Sex education should be taught in schoolsShow moreShow less
School is where children hone their decision-making abilities and gain the skills to interpret the world around them. Sex should be a part of that education.
In schools where LGBTQ+ matters were taught as part of the sexual education curriculum, Homosexual, lesbian and transgender students feel safer at school and more broadly students attending the school report feeling safer.
GLSEN’s National School Climate Survey revealed that 63% of LGBTQ+ students feel unsafe in the school setting. However, in schools where LGBTQ+ relationships were included as part of the sexual education instruction, less than half of LGBTQ+ students felt unsafe at school.
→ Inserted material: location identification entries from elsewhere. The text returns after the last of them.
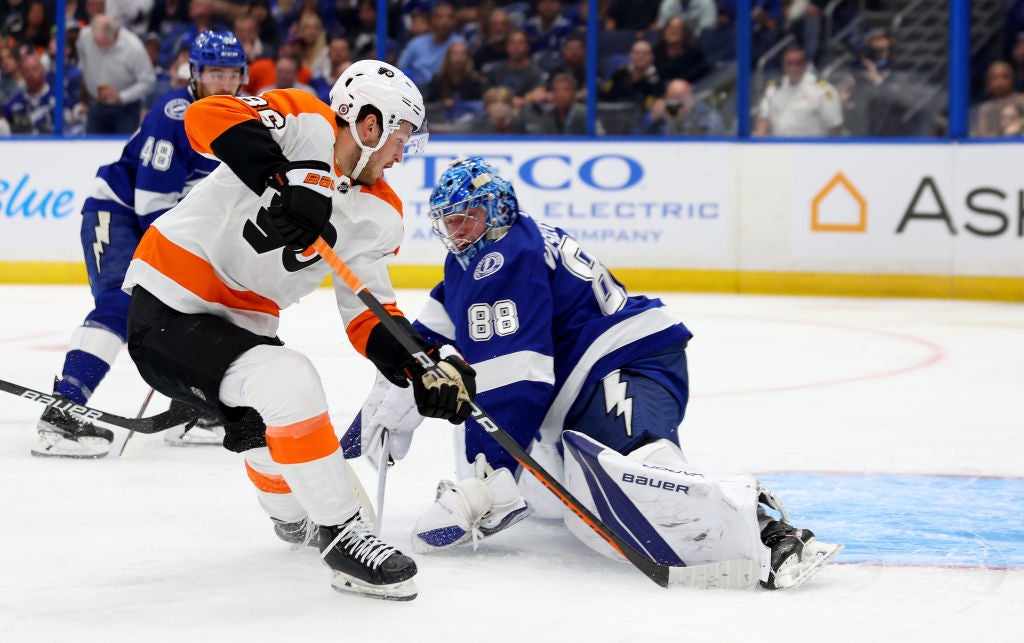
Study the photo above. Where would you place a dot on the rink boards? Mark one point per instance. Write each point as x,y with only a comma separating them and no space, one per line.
925,219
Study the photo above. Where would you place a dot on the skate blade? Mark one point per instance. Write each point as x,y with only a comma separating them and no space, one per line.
817,555
728,574
403,591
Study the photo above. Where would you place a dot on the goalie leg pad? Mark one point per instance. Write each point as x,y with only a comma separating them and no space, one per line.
665,508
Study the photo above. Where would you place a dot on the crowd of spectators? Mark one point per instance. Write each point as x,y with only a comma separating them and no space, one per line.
664,67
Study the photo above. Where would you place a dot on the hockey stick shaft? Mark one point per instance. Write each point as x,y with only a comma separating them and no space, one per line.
384,465
134,442
655,571
153,424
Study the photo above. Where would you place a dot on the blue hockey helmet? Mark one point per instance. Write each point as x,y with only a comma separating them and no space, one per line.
471,207
216,49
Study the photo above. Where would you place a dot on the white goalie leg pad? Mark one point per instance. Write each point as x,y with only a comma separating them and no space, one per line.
473,509
322,486
667,509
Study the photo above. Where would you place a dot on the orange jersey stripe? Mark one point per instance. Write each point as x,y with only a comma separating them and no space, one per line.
209,118
268,483
358,331
196,274
384,191
302,441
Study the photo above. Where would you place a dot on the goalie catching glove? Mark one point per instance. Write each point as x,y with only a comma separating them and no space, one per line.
301,209
446,397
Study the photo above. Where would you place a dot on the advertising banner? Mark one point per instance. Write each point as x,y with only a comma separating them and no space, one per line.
637,205
42,187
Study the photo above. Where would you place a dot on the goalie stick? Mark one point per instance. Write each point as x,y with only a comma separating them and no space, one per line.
153,424
731,573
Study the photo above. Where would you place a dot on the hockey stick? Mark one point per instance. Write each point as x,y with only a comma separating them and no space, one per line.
729,573
134,442
385,464
153,424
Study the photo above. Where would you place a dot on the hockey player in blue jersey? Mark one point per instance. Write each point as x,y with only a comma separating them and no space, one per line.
156,170
592,380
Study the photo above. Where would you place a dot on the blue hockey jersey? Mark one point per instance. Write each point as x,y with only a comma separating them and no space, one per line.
157,167
542,322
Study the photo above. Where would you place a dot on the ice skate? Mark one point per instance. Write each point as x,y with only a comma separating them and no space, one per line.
64,435
365,564
206,431
471,510
796,554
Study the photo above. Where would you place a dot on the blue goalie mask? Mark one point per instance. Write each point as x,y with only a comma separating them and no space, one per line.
216,49
470,207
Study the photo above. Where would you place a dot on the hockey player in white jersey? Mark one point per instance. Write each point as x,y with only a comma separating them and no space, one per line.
156,170
593,380
210,279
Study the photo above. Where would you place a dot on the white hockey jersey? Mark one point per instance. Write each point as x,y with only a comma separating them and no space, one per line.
214,252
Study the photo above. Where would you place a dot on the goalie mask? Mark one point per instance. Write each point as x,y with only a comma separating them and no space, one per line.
388,90
216,49
470,207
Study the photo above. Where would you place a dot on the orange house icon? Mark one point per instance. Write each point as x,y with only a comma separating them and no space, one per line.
839,181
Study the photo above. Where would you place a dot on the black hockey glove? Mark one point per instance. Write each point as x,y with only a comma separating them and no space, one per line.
301,209
446,397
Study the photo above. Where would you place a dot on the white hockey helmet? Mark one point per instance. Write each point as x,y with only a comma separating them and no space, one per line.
388,89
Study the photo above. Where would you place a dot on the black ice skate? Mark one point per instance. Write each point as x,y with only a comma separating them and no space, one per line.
64,435
365,564
796,555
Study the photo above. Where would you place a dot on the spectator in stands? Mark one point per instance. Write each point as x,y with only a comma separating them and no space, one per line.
799,104
36,32
247,31
260,11
895,102
31,111
517,72
287,72
574,62
494,42
10,77
262,73
547,32
999,88
499,114
422,56
638,15
560,114
201,18
326,71
130,14
309,29
637,81
679,113
117,74
802,18
167,17
73,83
676,55
457,80
697,14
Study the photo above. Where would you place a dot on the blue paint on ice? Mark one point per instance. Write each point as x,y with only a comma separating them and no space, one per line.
909,519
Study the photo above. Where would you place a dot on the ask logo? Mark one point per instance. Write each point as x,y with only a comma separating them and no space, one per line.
839,207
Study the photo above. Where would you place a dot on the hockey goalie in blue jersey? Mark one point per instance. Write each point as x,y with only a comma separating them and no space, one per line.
156,170
591,380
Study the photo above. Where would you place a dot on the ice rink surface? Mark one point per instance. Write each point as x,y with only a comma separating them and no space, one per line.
893,426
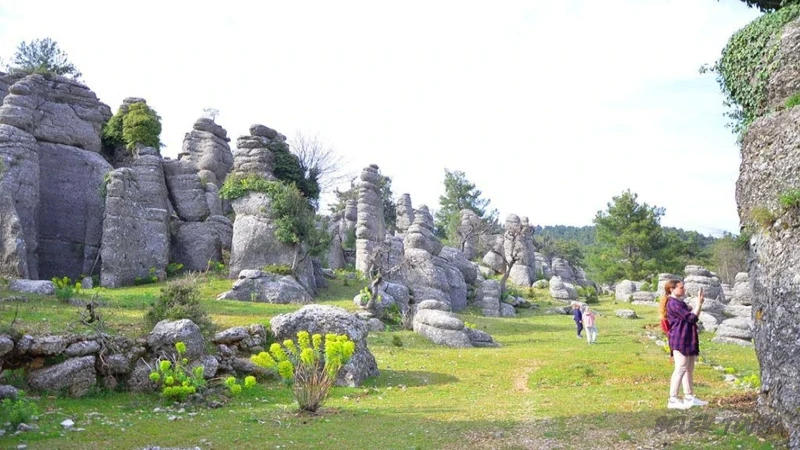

Teaching teens about LGBTQ+ relationships can make schools more inclusive by removing some of the negative stigma associated with homosexuality, transgenderism and lesbianism. For this reason, a comprehensive sexual education program should be taught in schools.
This also extends beyond the LGBTQ+ community. Schools that teach a comprehensive sex education program, including same-sex relationships and consent, have lower suicide rates, lower rates of depression, lower rates of sexual assault and reduced anxiety among students.
[P1] Comprehensive school sex ed programs make schools safer.
[P2] Therefore, schools should teach sex eduction.